Fox host Neil Cavuto pretended that the Affordable Care Act's (ACA) ban on gender discrimination, which requires all policies to include maternity care coverage, was never “telegraphed” to the American people when the law was first discussed -- Cavuto is right, if you ignore repeated remarks made by President Obama, Health and Human Services Secretary Kathleen Sebelius, and multiple media outlets prior to the bill's passage.
Under the ACA, all insurance plans are now required to cover maternity and newborn care, one of the law's 10 categories of 'essential health benefits' that every policy must include. The maternity care requirement puts an end to the systemic discrimination against women that pervaded the insurance industry. Previously, many companies charged women higher rates than men for the same plans and denied coverage or increased premiums for women who become pregnant, actions which the law prohibits.
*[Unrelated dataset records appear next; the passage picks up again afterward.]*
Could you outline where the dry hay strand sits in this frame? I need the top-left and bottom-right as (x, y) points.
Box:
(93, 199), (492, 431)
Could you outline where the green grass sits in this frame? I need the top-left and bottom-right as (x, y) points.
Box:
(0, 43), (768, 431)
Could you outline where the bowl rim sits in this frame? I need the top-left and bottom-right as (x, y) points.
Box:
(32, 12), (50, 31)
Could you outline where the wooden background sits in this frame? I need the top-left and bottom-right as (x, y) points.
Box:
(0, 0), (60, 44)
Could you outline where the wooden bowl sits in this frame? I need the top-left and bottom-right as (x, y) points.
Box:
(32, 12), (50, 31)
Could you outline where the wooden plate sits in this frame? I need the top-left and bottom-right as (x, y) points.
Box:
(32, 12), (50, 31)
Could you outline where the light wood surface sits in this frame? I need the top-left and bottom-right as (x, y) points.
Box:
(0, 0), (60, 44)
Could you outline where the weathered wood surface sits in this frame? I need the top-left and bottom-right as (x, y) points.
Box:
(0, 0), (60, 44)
Fox host Neil Cavuto referenced this requirement on the November 15 edition of Your World while discussing the ACA with MIT economist Jonathan Gruber. After Gruber explained the impetus behind the rule, Cavuto claimed that it “was never, ever” explained to the country until now:
GRUBER: The key thing is, if you want to end discrimination, for example by gender, if you want to say that women should not have to pay more than men for health insurance, then that means that everyone has to share the cost of maternity coverage. Now if you don't think that's right, that's a totally legitimate position to take --
CAVUTO: But that was never telegraphed. When all of this started, Jonathan -- that's fine, if you want to say that now though -- none of that was telegraphed, as was the fact that many people would lose their plans and many more would pay a lot more for plans. None of that was this Utopian view that you would do better by doing some good, maybe paying more, but in the net positive the country would benefit. That was never -- that was never ever said.
What Cavuto claims was “never, ever said” was said, repeatedly -- by the media, the president, and the Health and Human Services (HHS) cabinet secretary, all before Congress passed the ACA on March 23, 2010.
FactCheck.org laid out in August 2009 how the proposed ACA “bill itself specifies the 'minimum services to be covered' in a basic plan, including prescription drugs, mental health services, maternity and well-baby care.” That same year, McClatchy reported how the ACA would end insurance companies' practice of treating gender and pregnancy as a preexisting condition, and would “require maternity coverage to be offered at reasonable rates.” One month before the bill became law, ABC highlighted the fact that the bill “requires that all policies cover maternity care,” a point The New York Times has also noted.
In a September 2009 speech before Congress on the need to pass health care reform, President Obama specifically cited his plan to end discrimination based on pre-existing conditions and to require insurance companies to cover preventive care services for everyone. He even detailed the impetus behind these mandates -- what Cavuto deemed a “Utopian view”:
PRESIDENT OBAMA: [U]nless everybody does their part, many of the insurance reforms we seek -- especially requiring insurance companies to cover pre-existing conditions - just can't be achieved.
[...]
That large-heartedness - that concern and regard for the plight of others -- is not a partisan feeling. It is not a Republican or a Democratic feeling. It, too, is part of the American character. Our ability to stand in other people's shoes. A recognition that we are all in this together; that when fortune turns against one of us, others are there to lend a helping hand. A belief that in this country, hard work and responsibility should be rewarded by some measure of security and fair play; and an acknowledgement that sometimes government has to step in to help deliver on that promise.
Prior to the ACA's passage, HHS released reports citing the fact that “the vast majority of individual market health insurance policies did not cover maternity care” as a reason health care reform was desperately needed. HHS Secretary Sebelius spoke repeatedly about the ACA's requirement that health plans “cover preventive services for everyone” and no longer discriminate against women.
Public knowledge of the ACA when it passed appears to have little consequence on Fox -- this not the first time the network has conveniently disappeared previous statements about the ACA in order to attack the president.